Dopo la Prima guerra mondiale, alla sfera d’influenza italiana si aggiunsero i crediti e le attività economiche ed industriali ereditate dall’impero austro-ungarico. Così, oltre alla presenza di decine di aziende italiane, si rese necessaria l’apertura di istituti di credito per supportare il traffico finanziario e commerciale di import-export.
La mancanza di sportelli bancari in Cina, tuttavia, non fu avvertita dal Governo tanto che la Società italiana per il commercio con le Colonie costituita nel 1901 dal Credito Italiano e dalla Società Bancaria Milanese non prese neppure in considerazione la nostra minuscola colonia cinese.
L’istituzione della Chinese Italian Banking Corporation
Nel 1913 il Conte Sforza, responsabile diplomatico presso la Legazione di Pechino, richiese l’apertura di una banca italiana, ma per la realizzazione di questo progetto si dovette attendere il 1918, quando l’allora primo ministro Nitti ottenne l’interessamento di quattro importanti gruppi bancari: la Banca Commerciale Italiana, il Credito Italiano, il Banco di Roma e la Banca Nazionale di Sconto che, finalmente, nel 1920 istituirono a Tientsin la Chinese Italian Banking Corporation, con filiali a Pechino e Shanghai, rinominata poi come Banco Italo-Cinese nel 1923.
Anno 1921: finalmente arrivano le banconote
Con l’apertura della banca si ebbero anche due emissioni di banconote. La prima, dell’aprile del 1921, venne stampata dal Bureau of Engraving and Printing di Pechino nei valori da 1, 5 e l0 yuan che oggi sono rarissimi. La seconda emissione, con data 15 settembre 1921, venne invece stampata dalla American Banknote Company, sempre a nome della The Chinese Italian Banking Corporation, nei valori da 1, 5, 10 yuan – ancora piuttosto comuni sul mercato collezionistico – e nei tagli da 50 yuan, raro e 100 yuan, rarissimo, oggi conosciuto in appena meno di dieci esemplari, tutti più o meno rovinati da macchie di umidità.
Molto probabilmente, queste banconote entrarono mai effettivamente in circolazione, ma sono comunque molto ricercate dai collezionisti per la loro rarità.
La fine della Concessione italiana in Cina
Dopo l’8 settembre 1943, i giapponesi catturarono i militari italiani che ancora rimanevano in Cina, facendoli prigionieri. Con il trattato di Parigi del febbraio 1947 le potenze occidentali fecero esplicito atto di rinuncia alle loro mire nel paese asiatico.
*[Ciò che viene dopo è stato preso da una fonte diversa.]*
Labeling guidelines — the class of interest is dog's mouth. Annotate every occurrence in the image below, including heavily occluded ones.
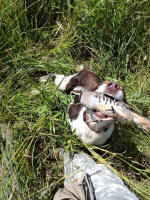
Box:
[93,93,118,120]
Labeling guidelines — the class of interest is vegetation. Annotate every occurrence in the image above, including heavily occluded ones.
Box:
[0,0,150,200]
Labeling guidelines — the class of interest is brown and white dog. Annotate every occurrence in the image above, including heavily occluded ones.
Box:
[55,68,126,145]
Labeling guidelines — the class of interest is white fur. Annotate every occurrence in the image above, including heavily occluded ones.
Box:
[55,74,77,90]
[95,83,124,101]
[69,107,114,145]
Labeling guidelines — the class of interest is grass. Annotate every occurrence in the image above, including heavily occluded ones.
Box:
[0,0,150,200]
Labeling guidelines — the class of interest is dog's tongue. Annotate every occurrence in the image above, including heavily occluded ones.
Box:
[94,111,106,118]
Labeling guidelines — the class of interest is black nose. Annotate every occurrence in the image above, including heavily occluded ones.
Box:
[107,82,120,89]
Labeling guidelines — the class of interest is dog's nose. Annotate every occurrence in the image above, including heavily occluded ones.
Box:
[107,82,120,89]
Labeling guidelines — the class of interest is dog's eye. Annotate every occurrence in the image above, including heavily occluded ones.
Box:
[103,127,108,132]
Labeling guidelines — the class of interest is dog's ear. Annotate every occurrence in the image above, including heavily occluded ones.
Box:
[66,76,79,93]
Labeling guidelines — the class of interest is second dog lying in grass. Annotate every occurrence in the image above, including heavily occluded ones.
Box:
[55,68,126,145]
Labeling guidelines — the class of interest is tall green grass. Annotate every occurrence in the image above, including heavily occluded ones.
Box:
[0,0,150,199]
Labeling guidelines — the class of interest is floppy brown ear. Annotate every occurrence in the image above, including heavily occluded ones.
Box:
[66,76,79,93]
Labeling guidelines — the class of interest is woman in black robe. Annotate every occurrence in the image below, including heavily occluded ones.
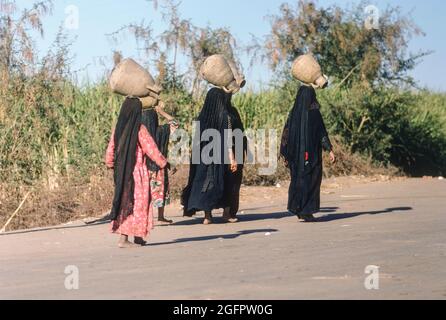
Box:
[280,85,336,222]
[141,101,178,224]
[181,88,246,224]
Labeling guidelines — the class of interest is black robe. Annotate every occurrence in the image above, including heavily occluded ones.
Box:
[181,88,246,217]
[141,109,170,204]
[281,86,332,216]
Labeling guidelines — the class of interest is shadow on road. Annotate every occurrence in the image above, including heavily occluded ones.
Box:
[171,207,339,227]
[0,216,110,236]
[146,229,279,247]
[317,207,413,222]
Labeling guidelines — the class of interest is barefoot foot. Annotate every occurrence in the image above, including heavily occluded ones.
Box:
[158,218,173,224]
[118,241,140,249]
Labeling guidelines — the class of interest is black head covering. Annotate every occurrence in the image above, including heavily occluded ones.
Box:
[110,98,142,220]
[281,86,318,173]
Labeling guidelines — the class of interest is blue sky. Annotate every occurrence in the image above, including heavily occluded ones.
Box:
[17,0,446,91]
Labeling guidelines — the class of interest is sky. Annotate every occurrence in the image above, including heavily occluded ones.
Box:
[12,0,446,91]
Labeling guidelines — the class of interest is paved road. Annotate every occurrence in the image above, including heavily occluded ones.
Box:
[0,179,446,299]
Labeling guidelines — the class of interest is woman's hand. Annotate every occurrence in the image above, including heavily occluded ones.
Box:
[229,149,238,173]
[330,151,336,164]
[155,100,165,113]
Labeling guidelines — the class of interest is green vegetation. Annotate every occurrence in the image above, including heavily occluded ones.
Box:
[0,1,446,227]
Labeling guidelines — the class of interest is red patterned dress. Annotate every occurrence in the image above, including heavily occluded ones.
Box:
[105,126,167,238]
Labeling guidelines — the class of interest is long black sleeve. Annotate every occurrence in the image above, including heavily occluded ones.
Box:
[317,110,333,152]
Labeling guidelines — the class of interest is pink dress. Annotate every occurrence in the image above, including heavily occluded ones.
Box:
[105,126,167,238]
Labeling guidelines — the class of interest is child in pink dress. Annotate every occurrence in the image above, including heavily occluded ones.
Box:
[106,98,167,248]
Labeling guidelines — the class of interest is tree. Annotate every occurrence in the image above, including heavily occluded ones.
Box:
[0,0,53,82]
[251,0,428,85]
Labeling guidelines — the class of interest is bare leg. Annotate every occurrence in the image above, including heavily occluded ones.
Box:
[223,207,238,223]
[158,207,173,224]
[135,237,147,247]
[118,234,138,249]
[203,211,212,225]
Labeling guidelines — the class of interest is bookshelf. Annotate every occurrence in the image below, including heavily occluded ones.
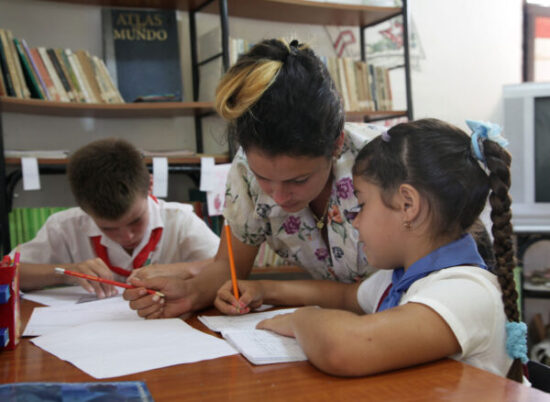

In particolare, l’art. 25 recita: “L’Italia accetta l’annullamento del contratto d’affitto concessole dal Governo cinese in base al quale era stabilita la Concessione italiana a Tientsin ed accetta inoltre di trasmettere al Governo cinese tutti i beni e gli archivi appartenenti al Municipio di detta Concessione”.
E proprio questo trattato è da considerarsi l’ultimo capitolo dell’avventura coloniale italiana nella lontana Cina.